Court Opinion

ID: 9342917
Source: CourtListenerOpinion
Date Created: 2022-12-16 21:35:37.156531+00
Date Added: 2024-06-11T17:15:24.707878
License: Public Domain

OPINION AND ORDER

ROBERT N.CLINTON, Associate Justice.
On December 2, 2010, the Villages of Mishongnovi and the First Mesa Villages (collectively referred to here as the Villages) petitioned this Court, pursuant to Hopi Tribal Ordinance 21, § 1.2.8(a), to decide certified questions of law related to Hopi Tribal Council Resolution H-53-2010 and Article III, Section 2 of the proposed new Hopi Constitution that the referenced Tribal Council Resolution sought to place before the people of the Hopi Tribe for adoption.
On December 22, 2010, Chairman Leroy N. Shingoitewa of the Hopi Tribe, through his counsel Robert J. Lyttle, sought to participate in this proceeding and filed a Motion to Dismiss, or Alternatively, Motion to Remand, and Brief in Support. Mr. Lyttle’s appearance is noted for the record and Chairman Shingoitewa is granted leave to participate and the Court hereby considers his Motion.
Unlike the situation in Matter of the Certified Questions of Law Re: Village Authority to Remove Tribal Council Representatives, Appellate Case No. 2008-AP-OOOl (Hopi Ct.App. Feb. 11, 2010), the legal issues which the Villages seek to resolve in this proceeding do not arise out of any real pending set of facts or actual dispute that could constitute a real case or controversy. Rather, the Villages are concerned about the possible effects of a proposed constitutional change found in a draft of a proposed Constitution that has not even been approved by the people of *365the Hopi Tribe or, at the time the Petition was filed, placed before them in a Secretarial election to amend the current Hopi Constitution. The questions the Villages seek to have resolved would arise if and only if the Hopi electorate approves the proposed Constitution, the proposed Constitution enters into effect, and Article III, Section 2 of the proposed Constitution is interpreted by some Hopi tribal authority to have the effect that the Villages fear. Obviously, none of these feared events have yet happened or may even imminently occur. In fact, they may never occur. Prior to all of the previously mentioned events occurring, the concerns expressed by the Villages, while important, may constitute political reasons for some to oppose the proposed Constitution but they have certainly have not ripened into legal issues ready for judicial action. Thus, the Villages concerns at this point are at best conjecture and for that reason the issues they present for decision are not ripe.

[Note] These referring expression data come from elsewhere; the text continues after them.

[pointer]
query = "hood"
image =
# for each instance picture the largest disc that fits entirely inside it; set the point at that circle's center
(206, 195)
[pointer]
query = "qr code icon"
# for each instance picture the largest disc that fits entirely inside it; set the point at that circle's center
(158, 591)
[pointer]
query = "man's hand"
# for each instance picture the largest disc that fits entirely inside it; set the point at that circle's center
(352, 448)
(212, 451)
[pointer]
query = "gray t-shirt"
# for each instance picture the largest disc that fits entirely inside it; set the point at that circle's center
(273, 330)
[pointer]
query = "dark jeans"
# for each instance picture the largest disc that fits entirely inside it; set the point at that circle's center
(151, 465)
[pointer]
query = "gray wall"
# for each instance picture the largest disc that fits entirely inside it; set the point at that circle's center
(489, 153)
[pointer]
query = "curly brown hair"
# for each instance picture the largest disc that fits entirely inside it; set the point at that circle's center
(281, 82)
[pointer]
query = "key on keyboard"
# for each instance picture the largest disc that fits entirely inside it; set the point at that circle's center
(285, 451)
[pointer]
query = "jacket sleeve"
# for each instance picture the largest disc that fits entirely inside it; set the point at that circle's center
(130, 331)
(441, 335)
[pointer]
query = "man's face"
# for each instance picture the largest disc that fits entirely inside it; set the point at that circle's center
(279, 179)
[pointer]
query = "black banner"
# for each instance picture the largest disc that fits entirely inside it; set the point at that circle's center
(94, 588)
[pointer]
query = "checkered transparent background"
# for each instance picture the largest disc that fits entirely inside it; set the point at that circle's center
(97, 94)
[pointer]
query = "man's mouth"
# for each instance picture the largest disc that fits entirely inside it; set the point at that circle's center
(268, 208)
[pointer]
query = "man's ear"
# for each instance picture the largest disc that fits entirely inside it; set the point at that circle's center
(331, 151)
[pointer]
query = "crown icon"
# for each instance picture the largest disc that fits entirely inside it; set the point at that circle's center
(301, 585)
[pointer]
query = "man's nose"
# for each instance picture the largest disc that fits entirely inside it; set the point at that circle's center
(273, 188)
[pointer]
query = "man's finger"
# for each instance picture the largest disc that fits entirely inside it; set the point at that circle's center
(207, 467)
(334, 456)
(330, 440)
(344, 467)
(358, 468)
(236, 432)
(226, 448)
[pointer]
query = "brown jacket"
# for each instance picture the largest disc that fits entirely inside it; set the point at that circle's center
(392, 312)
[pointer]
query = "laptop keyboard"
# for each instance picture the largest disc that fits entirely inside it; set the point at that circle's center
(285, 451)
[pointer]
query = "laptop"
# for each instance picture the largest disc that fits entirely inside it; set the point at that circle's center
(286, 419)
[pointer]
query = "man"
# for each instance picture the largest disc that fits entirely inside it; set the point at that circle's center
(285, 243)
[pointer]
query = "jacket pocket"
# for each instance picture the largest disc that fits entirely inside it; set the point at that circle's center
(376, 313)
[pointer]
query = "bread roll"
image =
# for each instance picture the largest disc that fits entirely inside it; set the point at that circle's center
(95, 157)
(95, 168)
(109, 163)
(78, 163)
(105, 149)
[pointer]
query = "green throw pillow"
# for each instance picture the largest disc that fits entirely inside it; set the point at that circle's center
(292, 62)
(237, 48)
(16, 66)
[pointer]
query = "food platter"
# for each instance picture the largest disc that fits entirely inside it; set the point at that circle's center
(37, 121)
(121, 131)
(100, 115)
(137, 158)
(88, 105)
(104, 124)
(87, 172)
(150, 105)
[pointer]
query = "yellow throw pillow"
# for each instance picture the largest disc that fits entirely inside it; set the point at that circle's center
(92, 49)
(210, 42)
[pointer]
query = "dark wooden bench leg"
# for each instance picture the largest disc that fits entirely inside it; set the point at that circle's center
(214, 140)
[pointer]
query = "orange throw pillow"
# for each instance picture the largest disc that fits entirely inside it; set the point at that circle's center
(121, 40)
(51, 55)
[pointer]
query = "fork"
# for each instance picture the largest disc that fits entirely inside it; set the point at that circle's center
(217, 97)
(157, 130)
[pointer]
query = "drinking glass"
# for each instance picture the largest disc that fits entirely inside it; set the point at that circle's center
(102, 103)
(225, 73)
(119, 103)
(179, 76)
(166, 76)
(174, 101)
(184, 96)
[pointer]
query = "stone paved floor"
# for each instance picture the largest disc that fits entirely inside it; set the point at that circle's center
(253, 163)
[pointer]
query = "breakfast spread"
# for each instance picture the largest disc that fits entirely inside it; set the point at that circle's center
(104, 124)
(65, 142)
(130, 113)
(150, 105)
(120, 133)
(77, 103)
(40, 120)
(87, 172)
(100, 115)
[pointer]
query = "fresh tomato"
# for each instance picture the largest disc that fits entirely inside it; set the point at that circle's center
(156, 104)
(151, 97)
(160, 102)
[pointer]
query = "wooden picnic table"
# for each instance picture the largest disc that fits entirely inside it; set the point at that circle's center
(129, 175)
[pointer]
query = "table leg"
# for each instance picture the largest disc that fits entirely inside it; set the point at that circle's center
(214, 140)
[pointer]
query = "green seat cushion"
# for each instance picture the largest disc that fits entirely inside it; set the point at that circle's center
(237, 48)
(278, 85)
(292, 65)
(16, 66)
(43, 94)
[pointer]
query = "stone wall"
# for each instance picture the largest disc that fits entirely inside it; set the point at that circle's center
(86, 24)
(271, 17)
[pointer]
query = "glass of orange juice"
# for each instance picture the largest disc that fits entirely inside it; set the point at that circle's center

The Court also notes that the Villages did not asked this Court to enjoin the secretarial election called for by Hopi Tribal Council Resolution H-53-2010 and that this Court has no power in the context of a request to answer a Certified Question of Law to grant any such relief.

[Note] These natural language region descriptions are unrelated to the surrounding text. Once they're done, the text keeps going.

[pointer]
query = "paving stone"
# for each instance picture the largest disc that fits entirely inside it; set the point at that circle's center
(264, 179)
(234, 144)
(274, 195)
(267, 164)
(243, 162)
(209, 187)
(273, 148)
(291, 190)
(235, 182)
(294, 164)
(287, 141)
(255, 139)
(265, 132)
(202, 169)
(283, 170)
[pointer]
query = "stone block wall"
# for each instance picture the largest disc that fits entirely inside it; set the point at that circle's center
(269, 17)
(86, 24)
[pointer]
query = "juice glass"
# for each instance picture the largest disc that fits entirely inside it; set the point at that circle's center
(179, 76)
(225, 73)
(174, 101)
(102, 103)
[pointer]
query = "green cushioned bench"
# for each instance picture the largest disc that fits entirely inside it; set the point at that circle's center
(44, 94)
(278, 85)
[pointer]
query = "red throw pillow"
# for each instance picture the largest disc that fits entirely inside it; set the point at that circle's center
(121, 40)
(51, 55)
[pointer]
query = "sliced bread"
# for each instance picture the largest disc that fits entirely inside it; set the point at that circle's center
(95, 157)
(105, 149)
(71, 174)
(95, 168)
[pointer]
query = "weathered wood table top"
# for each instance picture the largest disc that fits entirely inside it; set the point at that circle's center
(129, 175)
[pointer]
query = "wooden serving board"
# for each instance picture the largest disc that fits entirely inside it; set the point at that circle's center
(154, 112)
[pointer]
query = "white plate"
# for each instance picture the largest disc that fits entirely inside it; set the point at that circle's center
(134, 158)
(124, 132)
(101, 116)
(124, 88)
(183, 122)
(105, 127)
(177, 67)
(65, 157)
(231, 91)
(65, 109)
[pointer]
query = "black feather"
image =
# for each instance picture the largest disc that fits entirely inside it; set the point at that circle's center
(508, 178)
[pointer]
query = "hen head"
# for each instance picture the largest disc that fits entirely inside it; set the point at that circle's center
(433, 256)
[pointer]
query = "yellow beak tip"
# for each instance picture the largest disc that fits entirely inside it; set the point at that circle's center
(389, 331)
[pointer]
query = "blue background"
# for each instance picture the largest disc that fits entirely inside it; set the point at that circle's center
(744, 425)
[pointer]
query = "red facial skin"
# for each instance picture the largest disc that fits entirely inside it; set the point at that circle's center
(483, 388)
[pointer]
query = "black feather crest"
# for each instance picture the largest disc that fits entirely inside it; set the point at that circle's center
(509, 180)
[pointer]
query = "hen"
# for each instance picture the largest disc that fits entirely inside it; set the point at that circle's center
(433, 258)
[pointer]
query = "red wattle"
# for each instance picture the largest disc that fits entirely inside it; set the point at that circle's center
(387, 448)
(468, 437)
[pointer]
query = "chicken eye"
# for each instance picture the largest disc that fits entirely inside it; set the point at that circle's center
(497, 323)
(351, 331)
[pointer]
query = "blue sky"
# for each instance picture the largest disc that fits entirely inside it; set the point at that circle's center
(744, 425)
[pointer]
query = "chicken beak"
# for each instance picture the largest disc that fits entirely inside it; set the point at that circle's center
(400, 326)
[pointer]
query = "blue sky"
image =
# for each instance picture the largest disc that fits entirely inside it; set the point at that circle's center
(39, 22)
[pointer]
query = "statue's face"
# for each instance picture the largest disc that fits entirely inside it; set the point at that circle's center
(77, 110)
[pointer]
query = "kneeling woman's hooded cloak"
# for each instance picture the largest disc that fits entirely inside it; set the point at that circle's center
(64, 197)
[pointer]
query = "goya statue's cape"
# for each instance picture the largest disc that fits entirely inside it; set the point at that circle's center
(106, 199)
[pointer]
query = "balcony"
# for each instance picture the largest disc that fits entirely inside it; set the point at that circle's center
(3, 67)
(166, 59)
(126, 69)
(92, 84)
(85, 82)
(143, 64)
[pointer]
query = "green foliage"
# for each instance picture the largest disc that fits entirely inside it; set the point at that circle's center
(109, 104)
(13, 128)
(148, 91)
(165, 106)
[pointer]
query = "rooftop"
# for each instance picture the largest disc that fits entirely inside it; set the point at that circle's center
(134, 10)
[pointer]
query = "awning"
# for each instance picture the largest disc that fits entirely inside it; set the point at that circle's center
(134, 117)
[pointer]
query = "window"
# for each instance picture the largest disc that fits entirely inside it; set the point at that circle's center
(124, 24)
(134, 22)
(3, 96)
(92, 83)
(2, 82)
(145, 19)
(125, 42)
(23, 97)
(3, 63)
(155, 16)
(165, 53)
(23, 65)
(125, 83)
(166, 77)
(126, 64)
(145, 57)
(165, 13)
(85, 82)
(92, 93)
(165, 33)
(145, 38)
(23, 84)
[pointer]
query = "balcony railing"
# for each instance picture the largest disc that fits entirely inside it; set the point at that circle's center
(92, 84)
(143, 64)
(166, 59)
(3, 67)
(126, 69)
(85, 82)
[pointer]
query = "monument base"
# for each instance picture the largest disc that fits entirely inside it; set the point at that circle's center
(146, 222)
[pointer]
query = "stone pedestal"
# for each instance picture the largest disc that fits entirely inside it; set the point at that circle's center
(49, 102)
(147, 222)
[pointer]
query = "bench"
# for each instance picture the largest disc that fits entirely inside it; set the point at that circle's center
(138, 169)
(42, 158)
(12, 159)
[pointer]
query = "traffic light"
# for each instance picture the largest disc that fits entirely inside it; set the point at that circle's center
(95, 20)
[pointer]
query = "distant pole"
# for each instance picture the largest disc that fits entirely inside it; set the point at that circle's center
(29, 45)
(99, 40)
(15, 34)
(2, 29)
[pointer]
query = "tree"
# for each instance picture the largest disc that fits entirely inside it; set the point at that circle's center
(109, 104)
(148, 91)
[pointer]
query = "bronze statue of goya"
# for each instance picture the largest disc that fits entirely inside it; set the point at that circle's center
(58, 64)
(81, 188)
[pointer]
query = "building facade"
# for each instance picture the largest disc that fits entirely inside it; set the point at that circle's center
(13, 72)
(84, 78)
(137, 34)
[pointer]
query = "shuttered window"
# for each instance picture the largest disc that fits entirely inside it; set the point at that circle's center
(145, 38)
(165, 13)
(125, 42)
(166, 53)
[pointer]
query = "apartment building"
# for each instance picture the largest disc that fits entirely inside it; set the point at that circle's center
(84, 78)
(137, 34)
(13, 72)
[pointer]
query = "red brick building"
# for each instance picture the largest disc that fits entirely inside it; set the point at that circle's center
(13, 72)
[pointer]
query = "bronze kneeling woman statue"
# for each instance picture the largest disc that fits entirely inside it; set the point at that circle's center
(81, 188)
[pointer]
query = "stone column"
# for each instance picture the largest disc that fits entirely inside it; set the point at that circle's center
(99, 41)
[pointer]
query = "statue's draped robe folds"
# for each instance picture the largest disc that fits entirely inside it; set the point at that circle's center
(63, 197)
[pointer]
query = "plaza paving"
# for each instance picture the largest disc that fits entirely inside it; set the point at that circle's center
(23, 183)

This Court’s authority to entertain certified questions of law under Hopi Tribal Ordinance 21, § 1.2.8(a) is discretionary and does not give this Court broad authority to entertain and resolve questions of law that have not arisen in actual cases or controversies that are not yet fully ripe for decision. For this reason, this Court has decided that the questions presented by the Villages have not sufficiently matured to the point of an actual case or controversy and their legal claims therefore are not ripe. Consequently, this Court declines to exercise its jurisdiction under Hopi Tribal Ordinance 21, § 1.2.8(a) in this matter and grants Chairman Shingoitewa’s Motion to Dismiss. The Petition to resolve Certified Questions of Law in this matter therefore is dismissed.